In the campaign of 1814, Napoleon, with never more than 70,000 men, twice repulsed from the walls of Paris and drove backward nearly to the Rhine River an allied army of nearly 300,000 Austrians, Prussians and Russians.
In the year 480 B.C., Xerxes, King of Persia, invaded Greece with an army, which by Herodotus, Plutarch and Isocrates, is estimated at 2,641,610 men at arms and exclusive of servants, butlers, women and camp followers.
Arriving at the Pass of Thermopolae, the march of the invaders was arrested by Leonidas, King of Sparta, with an army made up of 300 Spartans, 400 Thebans, 700 Thespians, 1,000 Phocians and 3,000 from various Grecian States, posted behind a barricade built across the entrance.
This celebrated defile is about a mile in length. It runs between Mount Oeta and an impassible morass, which forms the edge of the Gulf of Malia and at each end is so narrow that a wagon can barely pass.

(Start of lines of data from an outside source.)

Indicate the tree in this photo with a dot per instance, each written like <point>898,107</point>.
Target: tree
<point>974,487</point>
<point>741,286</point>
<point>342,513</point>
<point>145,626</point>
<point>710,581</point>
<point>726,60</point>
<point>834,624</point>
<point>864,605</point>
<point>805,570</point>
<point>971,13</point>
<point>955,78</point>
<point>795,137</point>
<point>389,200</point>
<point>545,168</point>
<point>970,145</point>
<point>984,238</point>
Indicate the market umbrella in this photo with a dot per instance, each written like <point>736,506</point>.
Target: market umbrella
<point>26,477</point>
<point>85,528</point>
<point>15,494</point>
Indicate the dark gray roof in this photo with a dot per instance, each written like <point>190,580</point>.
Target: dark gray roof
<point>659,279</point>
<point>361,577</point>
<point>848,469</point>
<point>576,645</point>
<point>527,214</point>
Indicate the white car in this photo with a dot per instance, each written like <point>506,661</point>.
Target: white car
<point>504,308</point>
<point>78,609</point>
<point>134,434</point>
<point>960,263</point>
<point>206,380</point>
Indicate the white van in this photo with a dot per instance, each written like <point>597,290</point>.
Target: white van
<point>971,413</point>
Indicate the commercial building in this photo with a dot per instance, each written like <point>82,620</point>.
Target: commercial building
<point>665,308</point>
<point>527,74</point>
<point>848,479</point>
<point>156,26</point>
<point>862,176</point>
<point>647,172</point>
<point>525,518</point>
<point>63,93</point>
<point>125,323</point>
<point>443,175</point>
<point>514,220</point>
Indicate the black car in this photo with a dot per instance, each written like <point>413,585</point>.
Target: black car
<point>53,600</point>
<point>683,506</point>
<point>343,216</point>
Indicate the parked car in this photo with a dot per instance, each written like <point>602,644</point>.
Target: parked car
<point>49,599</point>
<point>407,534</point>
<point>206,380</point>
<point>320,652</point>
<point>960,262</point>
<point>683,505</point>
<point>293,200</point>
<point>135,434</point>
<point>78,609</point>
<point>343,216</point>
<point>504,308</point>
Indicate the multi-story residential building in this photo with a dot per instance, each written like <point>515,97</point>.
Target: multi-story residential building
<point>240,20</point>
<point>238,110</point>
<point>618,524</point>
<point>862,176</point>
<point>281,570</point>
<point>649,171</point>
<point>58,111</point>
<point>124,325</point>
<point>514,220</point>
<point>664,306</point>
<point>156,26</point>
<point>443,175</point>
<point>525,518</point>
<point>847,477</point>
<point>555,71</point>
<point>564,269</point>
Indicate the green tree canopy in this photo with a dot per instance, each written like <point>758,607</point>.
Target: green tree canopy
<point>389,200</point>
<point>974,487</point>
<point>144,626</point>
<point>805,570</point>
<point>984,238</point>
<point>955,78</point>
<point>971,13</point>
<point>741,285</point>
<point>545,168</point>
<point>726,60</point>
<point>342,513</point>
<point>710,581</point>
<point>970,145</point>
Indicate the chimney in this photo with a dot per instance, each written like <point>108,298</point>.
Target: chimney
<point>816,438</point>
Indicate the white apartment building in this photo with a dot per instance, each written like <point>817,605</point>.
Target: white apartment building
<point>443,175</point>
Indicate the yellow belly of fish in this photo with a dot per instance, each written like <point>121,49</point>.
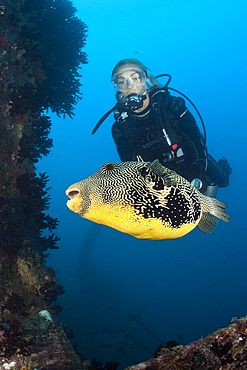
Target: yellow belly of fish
<point>125,219</point>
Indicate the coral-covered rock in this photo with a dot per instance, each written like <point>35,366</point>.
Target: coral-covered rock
<point>226,349</point>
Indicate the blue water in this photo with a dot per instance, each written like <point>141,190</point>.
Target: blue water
<point>191,286</point>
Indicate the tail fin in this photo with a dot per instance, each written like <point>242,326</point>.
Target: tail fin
<point>215,207</point>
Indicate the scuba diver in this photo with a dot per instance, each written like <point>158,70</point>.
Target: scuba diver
<point>152,124</point>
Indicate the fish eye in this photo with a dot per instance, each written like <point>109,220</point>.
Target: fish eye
<point>109,166</point>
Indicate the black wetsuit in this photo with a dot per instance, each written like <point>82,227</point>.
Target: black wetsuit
<point>165,130</point>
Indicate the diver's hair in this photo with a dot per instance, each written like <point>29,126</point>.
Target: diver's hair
<point>125,63</point>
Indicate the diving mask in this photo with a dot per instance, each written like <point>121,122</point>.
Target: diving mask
<point>131,78</point>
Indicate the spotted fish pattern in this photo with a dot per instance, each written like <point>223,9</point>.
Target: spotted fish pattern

Xerxes at once sent a herald who demanded of the Grecians the surrender of their arms, to which Leonidas replied:
“Come and take them.”
On the fifth day the Persian army attacked, but was unable to force an entrance into the pass. On the sixth day the Persian Immortals likewise were repulsed, and on the seventh day these troops again failed.
That night Ephialtes, a Malian, informed Xerxes of a foot path around the mountains to the westward, and a Persian detachment was sent by a night march en surprise against the Grecian rear. On the approach of this hostile body, the Phocians, who had been detailed by Leonidas to guard this path, abandoned their post without fighting and fled to the summit of the mountains, leaving the way open to the enemy, who, wasting no time in pursuit, at once marched against the rear of the Grecian position.
At the command of Leonidas, all his allies, with the exception of the 700 Thespians, who refused to leave him, abandoned Thermopolae in haste and returned safely to their own countries.